La vengeance de Virginie

Aurélia. – Vous souvenez-vous des flashs de cette nuit ?
M. Vincent. – Parfaitement. J’avais un vin exquis dans un verre de cristal, et le seul fait de l’avoir à la portée des lèvres m’exaltait. J’ai soulevé le verre à la hauteur de mes yeux, la lumière jouait avec aisance sur la robe transparente de ce nectar que je brûlais de déguster ; et pourtant, j’hésitais comme si le fait de le contempler me suffisait et que je regrettais par avance ce bonheur des yeux dont je ne pourrais plus jouir lorsque j’aurais vidé le verre. Puis, j’ai humé le vin dont le bouquet réunissait des parfums capiteux qui rajeunissent le cœur et revigorent les sens. Enfin, lorsque j’ai posé les lèvres sur le bord du verre — avec la délicatesse que j’aurais mise à effleurer le Saint Graal — le vin s’est transformé tout à coup en eau trouble.
Aurélia. – Oh, c’est affreux ! J’imagine votre déception. Quelle est votre interprétation de cette expérience onirique ?
M. Vincent. – Je ne suis pas spécialiste. « Le rêve est la réalisation d’un désir » suivant Freud. Je pense que la vie va rouvrir devant moi sa boîte à surprises. En attendant, j’ignore la couleur dont la nouvelle à venir sera parée.
Aurélia. – Virginie est passée tout à l’heure, elle m’a semblé en pleine forme.
M. Vincent. – Voilà une visite qui me surprend. Je l’ai appelée hier soir ; elle ne m’en a pas parlé.
Aurélia. – Elle repassera après ses cours.
M. Vincent. – Elle doit avoir des problèmes de trésorerie, ça lui arrive fréquemment.
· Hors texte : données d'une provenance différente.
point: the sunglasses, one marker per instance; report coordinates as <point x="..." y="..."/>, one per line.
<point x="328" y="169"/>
Aurélia. – Et si votre fille venait vous annoncer la nouvelle que vous escomptez d’après vos rêves ?
M. Vincent. – Si elle avait des nouvelles, Virginie me l’aurait dit hier au téléphone.
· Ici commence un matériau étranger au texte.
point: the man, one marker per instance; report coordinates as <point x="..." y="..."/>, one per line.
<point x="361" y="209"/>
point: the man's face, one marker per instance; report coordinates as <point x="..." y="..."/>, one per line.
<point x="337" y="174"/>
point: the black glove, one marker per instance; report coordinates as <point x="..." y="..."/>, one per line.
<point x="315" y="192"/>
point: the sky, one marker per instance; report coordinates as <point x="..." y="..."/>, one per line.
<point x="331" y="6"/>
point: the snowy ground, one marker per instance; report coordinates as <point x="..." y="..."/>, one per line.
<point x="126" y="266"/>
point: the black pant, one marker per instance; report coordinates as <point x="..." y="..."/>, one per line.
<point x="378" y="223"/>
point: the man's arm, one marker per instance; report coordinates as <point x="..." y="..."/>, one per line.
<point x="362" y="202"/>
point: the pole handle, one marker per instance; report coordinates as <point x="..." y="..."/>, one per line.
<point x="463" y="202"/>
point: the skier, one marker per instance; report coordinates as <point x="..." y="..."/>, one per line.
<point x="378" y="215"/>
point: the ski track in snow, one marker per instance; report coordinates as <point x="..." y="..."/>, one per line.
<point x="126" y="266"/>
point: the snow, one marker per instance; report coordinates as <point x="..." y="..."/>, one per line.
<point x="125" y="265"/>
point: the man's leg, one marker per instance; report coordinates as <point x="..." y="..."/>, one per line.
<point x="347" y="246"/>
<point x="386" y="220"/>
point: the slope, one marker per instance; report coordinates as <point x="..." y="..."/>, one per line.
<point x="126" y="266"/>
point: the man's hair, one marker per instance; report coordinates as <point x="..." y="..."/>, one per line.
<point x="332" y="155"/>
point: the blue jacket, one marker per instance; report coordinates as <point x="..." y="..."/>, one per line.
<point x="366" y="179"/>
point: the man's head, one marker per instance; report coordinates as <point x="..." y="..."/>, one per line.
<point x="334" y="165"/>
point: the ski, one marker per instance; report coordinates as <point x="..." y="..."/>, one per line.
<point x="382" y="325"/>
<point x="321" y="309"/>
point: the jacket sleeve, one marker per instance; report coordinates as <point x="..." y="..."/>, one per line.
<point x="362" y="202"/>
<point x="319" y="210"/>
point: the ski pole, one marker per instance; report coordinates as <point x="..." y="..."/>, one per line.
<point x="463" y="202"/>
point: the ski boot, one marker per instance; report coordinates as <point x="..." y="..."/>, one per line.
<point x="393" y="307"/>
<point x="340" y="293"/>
Aurélia. – Entre le soir et le matin, il s’écoule toute une nuit. Dans ce laps de temps, il se passe une infinité de choses dont l’écho n’arrive pas à vos oreilles, sauf quand ça vous concerne personnellement.
M. Vincent. – Je vous trouve bien énigmatique ce matin. Vous en savez plus long que vous ne m'en dites. Allons, veuillez accoucher s’il vous plaît.
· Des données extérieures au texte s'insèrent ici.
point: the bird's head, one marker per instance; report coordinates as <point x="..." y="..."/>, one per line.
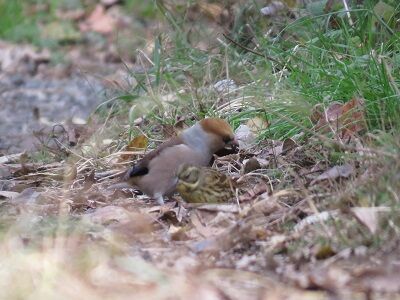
<point x="211" y="135"/>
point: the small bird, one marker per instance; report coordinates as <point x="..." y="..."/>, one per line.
<point x="204" y="185"/>
<point x="155" y="173"/>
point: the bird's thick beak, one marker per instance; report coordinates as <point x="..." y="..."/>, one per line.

Aurélia. – Je n’en sais pas plus, je vous l’assure. Je fais une hypothèse qui, d’ailleurs, me semble probable.
M. Vincent. – Virginie a des contacts réguliers avec sa mère. Ma femme a peut-être envie de rentrer au bercail. Le problème c’est que je ne suis pas sûr que ce soit une bonne nouvelle.
Aurélia. – Il n’est pas certain que Virginie vous parle de Lidia dans le sens que vous croyez. Écoutez-moi, Paul. J’ai rêvé que vous vous étiez métamorphosé en rhinocéros.
M. Vincent. – Quelle horreur ! Un rhinocéros qui fonce sur tout ce qui bouge, avec une corne sur le museau ?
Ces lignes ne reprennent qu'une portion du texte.